One of my favourite places to go fossil hunting, if I get a few days off by the coast is Saltwick Bay. After the walk down the cliffside path from Whitby Holiday Park, you end up on a wonderful beach with two distinctive hard rock outcrops – Black Nab and Saltwick Nab.
If you turn right and follow the Bay around to Black Nab you will eventually come to a wreck of an old boat. This location with the wreck and the distinctive Nab is one of the most photographed locations on the Yorkshire Coast and one I have captured a number of times.
But where did this iconic wreck come from and how did it end up at Saltwick Bay?
The boat is the Admiral Van Tromp – a trawler from Scarborough. The mystery is how it ended so off course near Whitby.
The vessel actually sank on 30th September 1976. Its Captain Frankie Taal and his crew had set off from Scarborough in the early hours of the morning, their destination the Barnacle Bank fishing grounds 45 North East of the town. Once the Captain set the ships course, he left a senior crewman John Addyson in charge with a cup of coffee and went to bed.
The vessel on the day it sank courtesy of Fishing News
The Captain awoke to find the ship banging into rocks, the location near Black Nab, which is infamous locally for having one of the worst reefs on the Yorkshire coast. The rocks at Black Nab were 90 degrees off the course and the boats course had been set to head out to sea (not North up the coast).
Taal confronted Addyson apparently saying “what the hell are you doing?”, but Taal later said “Addyson seemed to be in shock, staring back vacantly and unable to speak”.
Fortunately Taal had the good sense to get the crew to put their life jackets on and send out a mayday. It was too late as he tried to anchor the boat, the vessel turned on its side and began to take on water.
Sadly Addyson drowned in the wheelhouse and his body eventually washed up in Runswick Bay. Another crewman named George Eves also died as he was washed overboard by a huge wave.

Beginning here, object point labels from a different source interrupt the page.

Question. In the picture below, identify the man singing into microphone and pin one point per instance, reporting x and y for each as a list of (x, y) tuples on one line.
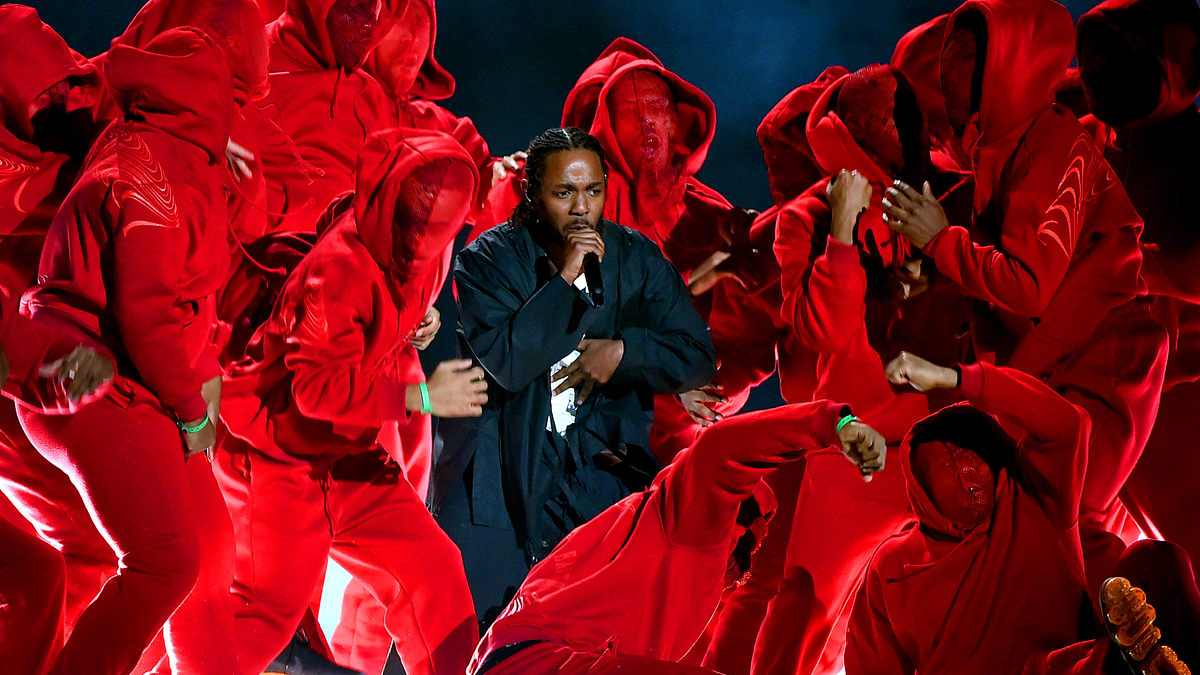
[(577, 323)]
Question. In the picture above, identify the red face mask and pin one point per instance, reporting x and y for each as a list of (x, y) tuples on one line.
[(397, 59), (351, 25), (963, 63), (789, 171), (958, 481), (865, 105), (645, 120)]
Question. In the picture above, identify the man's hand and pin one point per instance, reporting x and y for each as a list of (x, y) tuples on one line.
[(513, 162), (201, 441), (918, 216), (239, 159), (82, 371), (456, 389), (597, 363), (864, 447), (700, 404), (909, 369), (580, 242), (429, 328), (850, 195), (211, 393)]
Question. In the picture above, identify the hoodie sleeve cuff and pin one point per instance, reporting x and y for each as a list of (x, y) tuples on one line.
[(393, 400), (191, 410), (972, 380), (840, 254), (825, 423)]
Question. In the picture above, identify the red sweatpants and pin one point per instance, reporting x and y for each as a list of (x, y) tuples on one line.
[(46, 497), (167, 524), (33, 587), (291, 514), (745, 607), (839, 523), (549, 658), (1117, 377)]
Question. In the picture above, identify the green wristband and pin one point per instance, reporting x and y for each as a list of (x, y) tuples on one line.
[(186, 429), (426, 406)]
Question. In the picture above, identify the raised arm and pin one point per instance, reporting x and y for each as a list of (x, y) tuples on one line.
[(516, 335), (721, 469), (669, 347)]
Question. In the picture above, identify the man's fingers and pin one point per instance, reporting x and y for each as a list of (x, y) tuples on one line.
[(565, 371), (585, 392), (575, 378)]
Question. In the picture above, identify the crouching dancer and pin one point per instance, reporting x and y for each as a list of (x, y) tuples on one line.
[(676, 547)]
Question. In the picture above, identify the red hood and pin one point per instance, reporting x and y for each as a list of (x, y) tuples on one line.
[(384, 161), (834, 149), (300, 40), (966, 426), (35, 58), (235, 24), (179, 84), (433, 82), (785, 145), (1162, 34), (695, 109), (1018, 79), (580, 108), (918, 55)]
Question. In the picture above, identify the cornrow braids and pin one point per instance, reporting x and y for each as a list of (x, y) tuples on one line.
[(545, 144)]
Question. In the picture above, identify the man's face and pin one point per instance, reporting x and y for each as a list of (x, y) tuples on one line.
[(573, 191), (352, 25), (958, 481), (645, 120), (399, 57)]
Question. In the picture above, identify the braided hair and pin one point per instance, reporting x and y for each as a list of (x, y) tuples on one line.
[(549, 142)]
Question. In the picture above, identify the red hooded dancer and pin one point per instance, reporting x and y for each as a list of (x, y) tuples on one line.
[(132, 260), (991, 577), (675, 547), (1139, 64), (853, 293), (1050, 252), (36, 371), (47, 93), (304, 476), (749, 333)]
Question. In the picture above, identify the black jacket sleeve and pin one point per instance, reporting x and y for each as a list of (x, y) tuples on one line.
[(515, 335), (669, 347)]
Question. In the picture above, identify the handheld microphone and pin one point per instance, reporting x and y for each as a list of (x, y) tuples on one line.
[(592, 275)]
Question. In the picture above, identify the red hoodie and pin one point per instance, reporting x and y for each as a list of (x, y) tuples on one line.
[(35, 179), (948, 597), (138, 249), (688, 221), (1140, 70), (435, 83), (669, 547), (321, 109), (1049, 213), (323, 374), (825, 284), (918, 57), (745, 322)]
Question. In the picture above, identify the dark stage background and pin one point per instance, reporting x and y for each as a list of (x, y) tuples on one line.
[(515, 63)]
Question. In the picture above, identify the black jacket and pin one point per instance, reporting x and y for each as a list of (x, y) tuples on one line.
[(517, 318)]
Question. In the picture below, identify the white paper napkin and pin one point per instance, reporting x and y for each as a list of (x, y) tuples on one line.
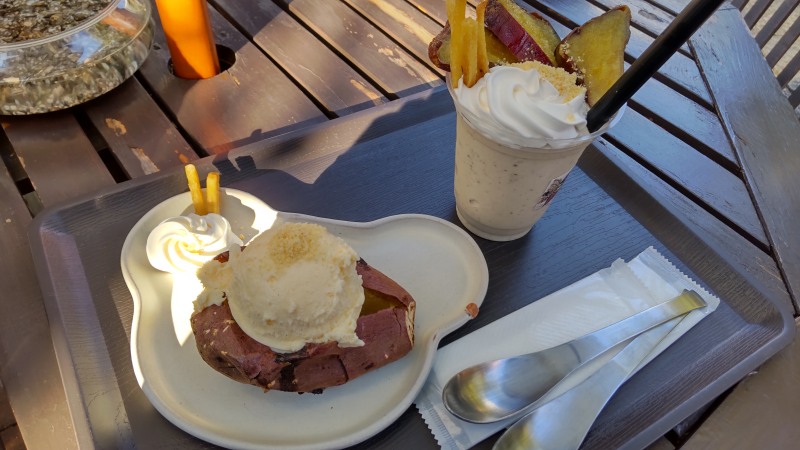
[(603, 298)]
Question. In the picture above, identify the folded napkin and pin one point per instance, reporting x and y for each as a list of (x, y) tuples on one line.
[(601, 299)]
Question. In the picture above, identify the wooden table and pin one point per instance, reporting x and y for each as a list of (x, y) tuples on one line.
[(710, 137)]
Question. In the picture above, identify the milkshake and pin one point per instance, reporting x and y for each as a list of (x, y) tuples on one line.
[(520, 130)]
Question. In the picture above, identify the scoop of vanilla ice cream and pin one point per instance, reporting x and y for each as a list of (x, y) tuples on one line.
[(295, 283)]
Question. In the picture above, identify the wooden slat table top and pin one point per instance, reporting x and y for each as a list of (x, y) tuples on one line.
[(710, 136)]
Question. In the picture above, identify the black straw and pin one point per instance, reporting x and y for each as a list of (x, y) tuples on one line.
[(646, 65)]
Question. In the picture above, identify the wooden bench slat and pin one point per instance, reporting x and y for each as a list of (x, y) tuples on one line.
[(651, 19), (784, 43), (677, 112), (729, 244), (53, 149), (249, 102), (282, 38), (382, 61), (794, 97), (721, 190), (671, 109), (403, 23), (756, 11), (776, 20), (762, 132), (140, 136), (679, 70), (699, 126), (673, 7), (789, 71)]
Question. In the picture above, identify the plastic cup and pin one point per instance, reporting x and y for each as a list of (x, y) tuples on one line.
[(502, 188)]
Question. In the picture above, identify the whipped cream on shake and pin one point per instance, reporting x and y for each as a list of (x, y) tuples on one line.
[(520, 130), (525, 104)]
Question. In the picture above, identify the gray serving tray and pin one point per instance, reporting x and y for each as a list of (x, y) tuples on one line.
[(398, 159)]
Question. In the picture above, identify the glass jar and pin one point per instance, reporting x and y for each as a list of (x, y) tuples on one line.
[(64, 69)]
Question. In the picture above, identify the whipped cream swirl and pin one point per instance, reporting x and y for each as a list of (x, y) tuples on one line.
[(519, 107), (183, 244)]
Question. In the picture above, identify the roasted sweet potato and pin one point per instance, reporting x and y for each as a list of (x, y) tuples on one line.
[(439, 49), (529, 36), (596, 51), (386, 325)]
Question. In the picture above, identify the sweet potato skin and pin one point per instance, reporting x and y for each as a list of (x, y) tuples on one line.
[(387, 335), (510, 32)]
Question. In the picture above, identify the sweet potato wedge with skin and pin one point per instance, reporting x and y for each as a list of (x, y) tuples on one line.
[(528, 36), (439, 50), (596, 51), (386, 326)]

Captain Frankie Taal was also washed overboard and nearly drowned, but was fortunately rescued by the in-shore lifeboat. Leading two two RNLI members being awarded medals and recognised for rescuing the Captain. Two other crewmen survived being washed to shore.
Image is the RNLI Lifeboat crew involved with the rescue
The vessel eventually sank.
How the ship ended up so off course remains a mystery and with Addyson’s death we will never know how it came about? A Nautical surveyor who gave evidence at the wrecks inquest stated, “once the original course had been set, it would not have ended up on the rocks at Saltwick without human intervention”.
Addyson’s body showed no signs of alcohol or drugs at his post mortem, so the original theory of being drunk at the wheel doesn’t stack up. Was it deliberate? Many people think so, but we will never know.
This beautiful setting, where the wreck becomes visible at low tide is a stark reminder as to how unforgiving this beautiful coastline can be. But all the same it does make for a stunning photograph.
Near Whitby? It has to be vampirical influence! Though these days an otherwise unexplained off-course grounding of this kind might well be down to spoofing, ie interference with the vessel's GPS so that it appears to be going off the intended course even though it actually isn't. The navigator makes adjustments but instead of correcting the course as he/she thinks, they are unwittingly sending it farther and farther off-course. It's a tactic of choice by the Russians and North Koreans. Not a problem Captain Taal had to deal with in September 1976, though.